Four tickets. 😀 I love that joke.
A discussion of the current state of music theatre in general and the opera Detroit
I just got my complimentary ticket for the annual ‘Wagner Competition’. I still receive stuff like this for some tangential reason because the Seattle Opera was one of the places I got a bit of money to write Detroit The Opera. And that reminded me. Now that some time has elapsed, I’ve been meaning to mention a few things regarding ‘Detroit’ as well as the state of music drama in general. I’ve been reluctant to talk about this stuff until now for fear of burning bridges. Well, that boat has sailed. If burning bridges can sail (on a sea of chocolatey metaphors.)
Like all arts organisations, the Seattle Opera faces an existential crisis. It has been led by Speight Jenkins for so long no one can remember ‘life before Speight’. But now he is 80 and leaving and everyone is nervous. You can see this in their schedule for the new year. All the hits: Puccini, Mozart, etc. They have no plans to do anything more adventurous for the next couple of years. That is certainly one way to handle uncertainty: circle the wagons.

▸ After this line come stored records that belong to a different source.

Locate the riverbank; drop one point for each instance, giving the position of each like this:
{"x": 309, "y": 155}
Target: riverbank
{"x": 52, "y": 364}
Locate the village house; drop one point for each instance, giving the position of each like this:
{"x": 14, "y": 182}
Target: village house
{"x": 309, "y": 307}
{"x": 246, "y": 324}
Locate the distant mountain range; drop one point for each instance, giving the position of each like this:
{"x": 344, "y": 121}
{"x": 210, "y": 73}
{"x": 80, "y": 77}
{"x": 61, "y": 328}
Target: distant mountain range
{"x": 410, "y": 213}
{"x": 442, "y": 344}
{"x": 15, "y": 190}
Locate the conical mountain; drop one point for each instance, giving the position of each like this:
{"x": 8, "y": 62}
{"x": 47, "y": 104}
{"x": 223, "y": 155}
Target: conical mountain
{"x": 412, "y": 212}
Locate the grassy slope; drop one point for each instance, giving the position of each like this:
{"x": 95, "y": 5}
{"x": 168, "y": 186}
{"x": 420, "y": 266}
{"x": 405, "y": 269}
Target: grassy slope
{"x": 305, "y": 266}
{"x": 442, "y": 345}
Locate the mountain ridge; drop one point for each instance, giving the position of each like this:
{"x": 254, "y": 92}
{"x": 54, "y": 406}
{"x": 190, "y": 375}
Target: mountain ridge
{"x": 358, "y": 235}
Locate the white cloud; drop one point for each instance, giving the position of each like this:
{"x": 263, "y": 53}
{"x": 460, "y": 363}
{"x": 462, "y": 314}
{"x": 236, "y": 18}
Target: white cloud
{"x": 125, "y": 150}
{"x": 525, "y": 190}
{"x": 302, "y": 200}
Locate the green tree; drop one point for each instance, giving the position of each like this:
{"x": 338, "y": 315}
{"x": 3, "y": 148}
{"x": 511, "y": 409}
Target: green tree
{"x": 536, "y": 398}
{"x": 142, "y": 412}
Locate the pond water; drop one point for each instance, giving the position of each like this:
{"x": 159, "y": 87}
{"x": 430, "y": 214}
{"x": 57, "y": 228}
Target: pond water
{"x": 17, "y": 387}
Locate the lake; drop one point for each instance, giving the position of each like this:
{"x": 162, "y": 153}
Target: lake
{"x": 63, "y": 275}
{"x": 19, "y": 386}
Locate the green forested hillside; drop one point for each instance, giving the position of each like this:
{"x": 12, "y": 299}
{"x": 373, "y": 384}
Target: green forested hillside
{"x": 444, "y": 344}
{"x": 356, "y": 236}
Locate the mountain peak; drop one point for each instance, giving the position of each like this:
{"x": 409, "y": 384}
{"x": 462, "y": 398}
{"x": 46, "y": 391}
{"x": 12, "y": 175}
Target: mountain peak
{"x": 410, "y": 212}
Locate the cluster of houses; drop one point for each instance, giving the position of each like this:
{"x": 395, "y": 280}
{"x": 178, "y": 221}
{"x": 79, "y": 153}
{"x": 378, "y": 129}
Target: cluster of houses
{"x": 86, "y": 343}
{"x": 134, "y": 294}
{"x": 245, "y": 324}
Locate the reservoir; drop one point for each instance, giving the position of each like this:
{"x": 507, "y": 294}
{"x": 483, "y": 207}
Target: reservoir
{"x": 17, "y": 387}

Other companies, such as the once great New York Public Opera went in the other direction, trying to do shows with such lofty themes as ‘The Tragedy Of Anna Nicole Smith’ and died trying.
Regardless of the different therapies, all companies are sick with the same disease. It’s the same illness that killed jazz and rock and all kinds of music that you might have thought were eternal: irrelevancy.
All The Good Notes Are Taken
The fact is we are going through a revolutionary time in music history. There really hasn’t been any new music in a very long time. And I mean in any genre let alone opera. The closest we get these days are varying types of ‘Performance Art’, but that is something very different. In fact, from opera down to rap, as they used to say, “All the good notes are taken.” As I’ve written, the world has mostly gone video.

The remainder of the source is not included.